花だより みをつくし料理帳 特別巻 高田郁著 角川春樹事務所 2018年

 『みをつくし料理帳』シリーズ後日譚。

 花だより――愛し浅蜊佃煮
偶然出くわした水原東西と名乗る占い師に、余命1年に満たない、と言われた種市。一念発起、清右衛門、坂本堂と一緒に大坂に行く決意をする。澪への土産に選んだのは浅蜊の佃煮、手ずから丁寧に煮上げて、りうも連れ立って小田原へ、更に箱根へ。

 涼風あり――その名は岡太夫
御膳奉行の小野寺数馬の妻・乙緒は嫁いで六年、感情を表に出さない性質だが、息子にも恵まれ、いかにも美味しそうに食事する夫との仲も悪くない。だがある日、数馬の妹早帆から、夫のかつての想い人の話を聞いて心が乱れる。酷いつわりも重なって具合の悪い中、思い起こすのは姑の里津のこと。かつて、手ずからこっそり食べさせてくれた「岡太夫」という菓子は何だったのか。

 秋燕――明日の唐汁
高麗屋淡路屋を再建して三年。眼鏡という高級品をメインに扱うことで、野江の店は順調に繁盛している。だが「女名前禁止」、そろそろ店主を立てねばならない。わざわざ江戸から訪れてきた摂津屋助五郎にも促され、野江は番頭の辰助に、又次との出会いを語り始める。まだ禿の頃、記憶も戻らないまま吉原を逃げ出そうとした幼い頃の思い出を。

 月の船を漕ぐ――病知らず
三日ころりが流行って、でも永田源斉は誰も救えなかった。落ち込んで何も食べられない夫を心配する澪。折も悪く、代替わりした大家から、もう店を貸せない、出て行ってくれと言われてしまった。澪は夫への献立を考えあぐね、姑に手紙を出す。澪は江戸味噌を作り始めた。…

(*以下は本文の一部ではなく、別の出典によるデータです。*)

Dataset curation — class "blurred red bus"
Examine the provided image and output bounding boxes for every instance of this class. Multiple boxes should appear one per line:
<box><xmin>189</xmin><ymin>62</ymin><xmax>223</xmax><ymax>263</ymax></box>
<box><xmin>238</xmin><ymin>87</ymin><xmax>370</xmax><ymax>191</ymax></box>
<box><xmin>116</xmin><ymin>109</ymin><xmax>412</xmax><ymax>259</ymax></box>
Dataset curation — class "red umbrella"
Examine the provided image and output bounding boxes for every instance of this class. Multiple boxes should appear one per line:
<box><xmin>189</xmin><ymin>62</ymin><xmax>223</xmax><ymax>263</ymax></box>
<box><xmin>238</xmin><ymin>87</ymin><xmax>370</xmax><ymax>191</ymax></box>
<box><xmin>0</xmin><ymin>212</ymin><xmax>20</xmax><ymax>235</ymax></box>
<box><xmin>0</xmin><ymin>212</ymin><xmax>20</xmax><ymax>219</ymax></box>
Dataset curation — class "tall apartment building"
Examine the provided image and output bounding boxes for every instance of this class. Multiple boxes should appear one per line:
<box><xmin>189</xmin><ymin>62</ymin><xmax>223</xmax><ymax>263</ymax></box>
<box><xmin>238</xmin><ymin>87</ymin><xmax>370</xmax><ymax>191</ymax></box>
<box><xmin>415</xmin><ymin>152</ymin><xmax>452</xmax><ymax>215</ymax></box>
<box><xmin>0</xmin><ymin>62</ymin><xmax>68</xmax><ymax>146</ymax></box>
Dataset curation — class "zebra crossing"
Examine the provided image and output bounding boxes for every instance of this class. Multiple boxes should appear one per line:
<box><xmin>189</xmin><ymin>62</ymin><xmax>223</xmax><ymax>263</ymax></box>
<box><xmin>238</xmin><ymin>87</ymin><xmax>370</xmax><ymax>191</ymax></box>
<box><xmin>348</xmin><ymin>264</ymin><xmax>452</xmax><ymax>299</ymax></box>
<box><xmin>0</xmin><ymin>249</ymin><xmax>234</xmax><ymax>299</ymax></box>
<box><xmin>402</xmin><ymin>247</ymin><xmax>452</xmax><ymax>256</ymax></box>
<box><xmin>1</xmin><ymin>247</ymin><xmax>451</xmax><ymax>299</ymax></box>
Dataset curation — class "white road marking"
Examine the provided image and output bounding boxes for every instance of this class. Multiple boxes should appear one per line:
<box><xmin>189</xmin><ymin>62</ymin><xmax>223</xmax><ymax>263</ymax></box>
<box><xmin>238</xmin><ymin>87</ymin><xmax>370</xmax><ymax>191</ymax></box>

 巻末に、それぞれ出てくる料理のレシピを書いた澪の料理帳と、みをつくし瓦版を掲載。

 
 このシリーズは母も好きで読んでいて、この本も母が先に読んでました。蕨餅の話になって、
私「そういえば逆瀬川に、蕨餅出してる和菓子屋さんがあったっけ」
母「でも話読んでたら、自分で作れそうよ。根気よく練って行くみたい」
 …またプロの技を軽く見る、小器用な主婦の悪い癖が…(苦笑;)。
 この作品、というか次の「あきない世傳」のシリーズでもそうですが、嫁姑との関係が良好なんですよね~。受け継いでいくものをしっかり伝え、認め、受け止める。悪意を持たない誠実さってのはやっぱり気持ちいい。
 このシリーズもこれで最後だとか。澪さん、野江さんは子供いないままなのね~。会えなくなるのは残念ですが、他の話にちらっとでも姿を見せてくれないかな。他のシリーズで眼鏡を作る場面があるとか、美味しい店がある、って評判になってるとか。